The States Must Resist the Federal Takeover of Elections

Although federal courts certainly played their part, the main malefactors in the sham that was the 2020 presidential election were “the several States.” Through their court mandates, their gubernatorial malfeasance, and, especially their new election laws, the states created the changes by which an election could be stolen and democracy could be subverted. The changes that determined the outcome of the election were primarily in the key battleground states. But now the feds want to get in on the action and impose the 2020 changes to election law of the battleground states on the entire nation.

It’s often noted that the states created the federal government. But in doing so, the states did not surrender their own sovereignty. The federal government under the new Democrat majority in Congress now seeks to federalize elections and to abolish state election laws. That would end the sovereignty of the states. The states need to resist and even preempt this un-American power grab.

Reebok Boysu2019 Activ... Check Amazon for Pricing. On March 3 in a nearly party-line vote of 220-210, the U.S. House passed H.R. 1, the so-called For the People Act. A more appropriate title for this anti-democratic bill would be the “For the Incumbents Act” or the “For the Political Class Act,” for the People don’t figure in this vile bill at all.

The text of “H.R.1 — For the People Act of 2021” is quite long and few readers will want to wade through it all. The bill’s ideas are unsophisticated, even backward. And that’s especially the case with regard to voter identification and to voter registration. The word “identification” appears 34 times in the bill. The bill would outlaw any state requirement to present voter ID to vote. To counteract this insane provision, the states need to enact much stricter voter ID laws.

Of course, Stacey Abrams will wail that demanding ID is voter suppression and denies access to the ballot box and is racist. Okay, then the states should use as their voter ID an ID that everyone already has — the SSN.
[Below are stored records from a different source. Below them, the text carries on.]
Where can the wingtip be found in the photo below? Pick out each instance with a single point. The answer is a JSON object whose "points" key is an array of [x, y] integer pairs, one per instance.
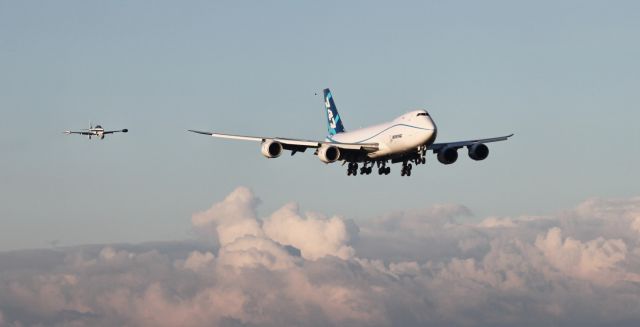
{"points": [[199, 132]]}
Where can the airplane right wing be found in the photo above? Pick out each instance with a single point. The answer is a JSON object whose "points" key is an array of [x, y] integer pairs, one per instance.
{"points": [[295, 145], [81, 133]]}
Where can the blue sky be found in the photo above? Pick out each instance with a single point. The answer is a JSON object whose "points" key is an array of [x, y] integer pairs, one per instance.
{"points": [[563, 76]]}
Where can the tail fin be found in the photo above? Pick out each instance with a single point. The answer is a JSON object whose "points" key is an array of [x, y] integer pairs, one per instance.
{"points": [[333, 118]]}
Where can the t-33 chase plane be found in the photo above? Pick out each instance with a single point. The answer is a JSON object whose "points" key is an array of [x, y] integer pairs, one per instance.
{"points": [[96, 131], [405, 139]]}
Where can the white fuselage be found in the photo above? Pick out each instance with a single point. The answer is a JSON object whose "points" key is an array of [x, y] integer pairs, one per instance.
{"points": [[405, 133]]}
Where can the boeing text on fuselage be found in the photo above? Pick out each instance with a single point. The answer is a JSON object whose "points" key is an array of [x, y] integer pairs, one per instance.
{"points": [[406, 140]]}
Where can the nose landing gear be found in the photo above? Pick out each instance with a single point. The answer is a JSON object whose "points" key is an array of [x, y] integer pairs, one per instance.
{"points": [[352, 169], [383, 169], [366, 170]]}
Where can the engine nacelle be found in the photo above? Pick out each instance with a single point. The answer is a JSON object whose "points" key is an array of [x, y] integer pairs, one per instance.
{"points": [[448, 156], [271, 149], [329, 153], [478, 151]]}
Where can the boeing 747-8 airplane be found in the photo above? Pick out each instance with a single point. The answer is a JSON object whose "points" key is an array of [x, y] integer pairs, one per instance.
{"points": [[405, 139]]}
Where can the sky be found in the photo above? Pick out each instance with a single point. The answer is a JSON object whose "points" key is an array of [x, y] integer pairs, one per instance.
{"points": [[562, 76], [551, 212]]}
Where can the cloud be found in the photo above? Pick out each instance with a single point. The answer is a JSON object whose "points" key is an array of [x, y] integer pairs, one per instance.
{"points": [[430, 267]]}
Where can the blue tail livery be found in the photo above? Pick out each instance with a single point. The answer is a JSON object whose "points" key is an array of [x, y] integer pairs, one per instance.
{"points": [[334, 120]]}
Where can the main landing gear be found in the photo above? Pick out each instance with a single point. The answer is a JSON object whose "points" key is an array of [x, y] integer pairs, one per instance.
{"points": [[383, 169]]}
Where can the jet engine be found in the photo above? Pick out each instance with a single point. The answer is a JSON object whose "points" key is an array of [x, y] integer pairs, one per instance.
{"points": [[478, 151], [271, 149], [328, 153], [448, 156]]}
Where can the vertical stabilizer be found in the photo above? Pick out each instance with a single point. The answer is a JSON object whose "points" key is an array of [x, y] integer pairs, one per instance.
{"points": [[334, 120]]}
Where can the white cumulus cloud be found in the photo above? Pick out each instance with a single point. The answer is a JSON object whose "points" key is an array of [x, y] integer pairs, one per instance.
{"points": [[420, 267]]}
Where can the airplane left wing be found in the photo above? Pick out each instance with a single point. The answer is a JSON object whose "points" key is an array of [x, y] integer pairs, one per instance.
{"points": [[437, 146], [296, 145]]}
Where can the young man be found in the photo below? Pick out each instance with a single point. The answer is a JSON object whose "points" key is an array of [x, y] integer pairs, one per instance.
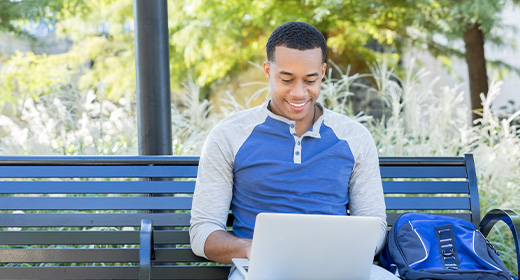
{"points": [[289, 155]]}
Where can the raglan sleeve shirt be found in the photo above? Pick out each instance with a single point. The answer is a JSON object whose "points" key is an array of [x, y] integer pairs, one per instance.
{"points": [[215, 180], [213, 190]]}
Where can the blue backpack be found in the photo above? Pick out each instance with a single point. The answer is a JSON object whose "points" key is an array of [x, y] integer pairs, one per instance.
{"points": [[426, 246]]}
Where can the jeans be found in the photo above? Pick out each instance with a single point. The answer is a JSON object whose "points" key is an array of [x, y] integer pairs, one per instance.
{"points": [[377, 273]]}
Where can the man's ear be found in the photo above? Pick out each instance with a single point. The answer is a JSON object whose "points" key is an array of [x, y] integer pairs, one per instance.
{"points": [[267, 70]]}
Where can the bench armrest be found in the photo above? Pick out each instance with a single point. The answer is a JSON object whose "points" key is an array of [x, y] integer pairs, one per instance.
{"points": [[510, 218], [146, 249]]}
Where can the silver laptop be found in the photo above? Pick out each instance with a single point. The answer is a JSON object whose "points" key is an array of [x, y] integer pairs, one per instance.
{"points": [[305, 247]]}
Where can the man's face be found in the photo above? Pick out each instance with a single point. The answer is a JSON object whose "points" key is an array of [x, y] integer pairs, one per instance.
{"points": [[295, 78]]}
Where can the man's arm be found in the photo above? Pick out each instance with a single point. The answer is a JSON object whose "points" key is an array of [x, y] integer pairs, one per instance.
{"points": [[366, 196], [222, 246], [211, 201]]}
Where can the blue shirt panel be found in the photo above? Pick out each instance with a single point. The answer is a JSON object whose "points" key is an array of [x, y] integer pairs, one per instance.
{"points": [[266, 179]]}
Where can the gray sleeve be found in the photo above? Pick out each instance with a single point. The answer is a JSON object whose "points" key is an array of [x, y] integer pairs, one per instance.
{"points": [[213, 190], [366, 196]]}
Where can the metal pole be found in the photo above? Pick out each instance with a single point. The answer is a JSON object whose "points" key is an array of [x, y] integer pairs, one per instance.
{"points": [[152, 62]]}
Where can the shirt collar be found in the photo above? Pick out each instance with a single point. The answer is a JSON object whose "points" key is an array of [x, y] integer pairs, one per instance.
{"points": [[314, 130]]}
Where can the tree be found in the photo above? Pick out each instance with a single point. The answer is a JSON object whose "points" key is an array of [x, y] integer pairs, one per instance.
{"points": [[475, 22]]}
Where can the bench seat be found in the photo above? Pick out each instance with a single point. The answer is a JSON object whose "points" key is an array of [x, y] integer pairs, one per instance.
{"points": [[127, 217]]}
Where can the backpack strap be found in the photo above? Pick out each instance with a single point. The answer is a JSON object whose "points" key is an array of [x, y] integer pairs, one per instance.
{"points": [[447, 247]]}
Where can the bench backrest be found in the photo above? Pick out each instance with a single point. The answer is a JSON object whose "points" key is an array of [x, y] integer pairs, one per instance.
{"points": [[84, 213]]}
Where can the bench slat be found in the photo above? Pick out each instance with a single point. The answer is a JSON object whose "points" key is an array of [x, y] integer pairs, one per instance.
{"points": [[95, 203], [90, 187], [115, 272], [68, 255], [89, 237], [93, 220], [426, 203], [98, 171], [70, 272], [406, 187], [423, 172], [87, 255]]}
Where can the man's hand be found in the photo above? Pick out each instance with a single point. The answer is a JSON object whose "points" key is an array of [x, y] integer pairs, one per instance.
{"points": [[222, 246]]}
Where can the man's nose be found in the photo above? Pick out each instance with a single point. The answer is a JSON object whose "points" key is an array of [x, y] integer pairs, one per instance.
{"points": [[299, 89]]}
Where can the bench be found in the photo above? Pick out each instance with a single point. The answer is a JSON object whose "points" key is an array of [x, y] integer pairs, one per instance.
{"points": [[127, 217]]}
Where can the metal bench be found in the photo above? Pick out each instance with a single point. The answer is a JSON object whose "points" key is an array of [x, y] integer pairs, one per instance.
{"points": [[99, 217]]}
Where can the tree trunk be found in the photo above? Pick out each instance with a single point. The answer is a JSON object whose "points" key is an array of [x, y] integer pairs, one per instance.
{"points": [[476, 61]]}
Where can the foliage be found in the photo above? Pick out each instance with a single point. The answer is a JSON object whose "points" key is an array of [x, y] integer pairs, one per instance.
{"points": [[70, 122]]}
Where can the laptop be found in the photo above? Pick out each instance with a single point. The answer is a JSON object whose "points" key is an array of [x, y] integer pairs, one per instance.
{"points": [[311, 247]]}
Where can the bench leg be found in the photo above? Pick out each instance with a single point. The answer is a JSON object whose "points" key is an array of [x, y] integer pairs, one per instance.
{"points": [[510, 218], [145, 250]]}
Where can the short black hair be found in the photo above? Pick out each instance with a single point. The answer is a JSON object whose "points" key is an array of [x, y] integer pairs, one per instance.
{"points": [[296, 35]]}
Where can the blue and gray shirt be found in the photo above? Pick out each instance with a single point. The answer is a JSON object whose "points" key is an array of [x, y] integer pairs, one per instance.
{"points": [[253, 161]]}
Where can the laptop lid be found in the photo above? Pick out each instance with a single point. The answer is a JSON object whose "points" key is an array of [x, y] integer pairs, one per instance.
{"points": [[298, 246]]}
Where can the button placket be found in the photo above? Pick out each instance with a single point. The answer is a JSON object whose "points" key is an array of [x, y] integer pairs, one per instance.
{"points": [[297, 154]]}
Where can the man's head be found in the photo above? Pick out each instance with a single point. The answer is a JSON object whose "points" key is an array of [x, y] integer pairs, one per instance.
{"points": [[296, 35], [296, 54]]}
Members of state legislatures may think they know better and may want to devise their own voter IDs. But they should resist that impulse, for the full nine-digit SSN has built-in capabilities that no new ID could match. For instance, if all the states required the use of the SSN to vote, it becomes possible to easily find those who have voted in more than one state, and then back out their votes.

Amazon Essentials Boys... Check Amazon for Pricing. The word “registration” appears 369 times in H.R. 1. “Rolls,” as in voter rolls, appears twice, but “registry” and its plural don’t appear at all. If the states were to require the SSN to vote, they’d have no need of separate voter registries that they would have to laboriously maintain. That’s because the government, both state and federal, already has our data. They know where we live, and whether we’re eligible to vote. So it’s wasted effort to register voters. Besides, voter registries in these United States are notoriously inaccurate. Democrats push registration because they don’t want elections to depend on accurate databases.

For years now, I’ve been urging the use of the SSN and existing federal databases in elections. I still believe that the complete computerization of voting is the best way to go but consider this: the mail-in voting that was ramped up for 2020 could be made to work properly if, and only if, a unique national ID, like the SSN, were attached to each mail-in ballot. With the SSN on one’s ballot, there’s no need for separate voter registries, as the ballot could be authenticated against already existing government files.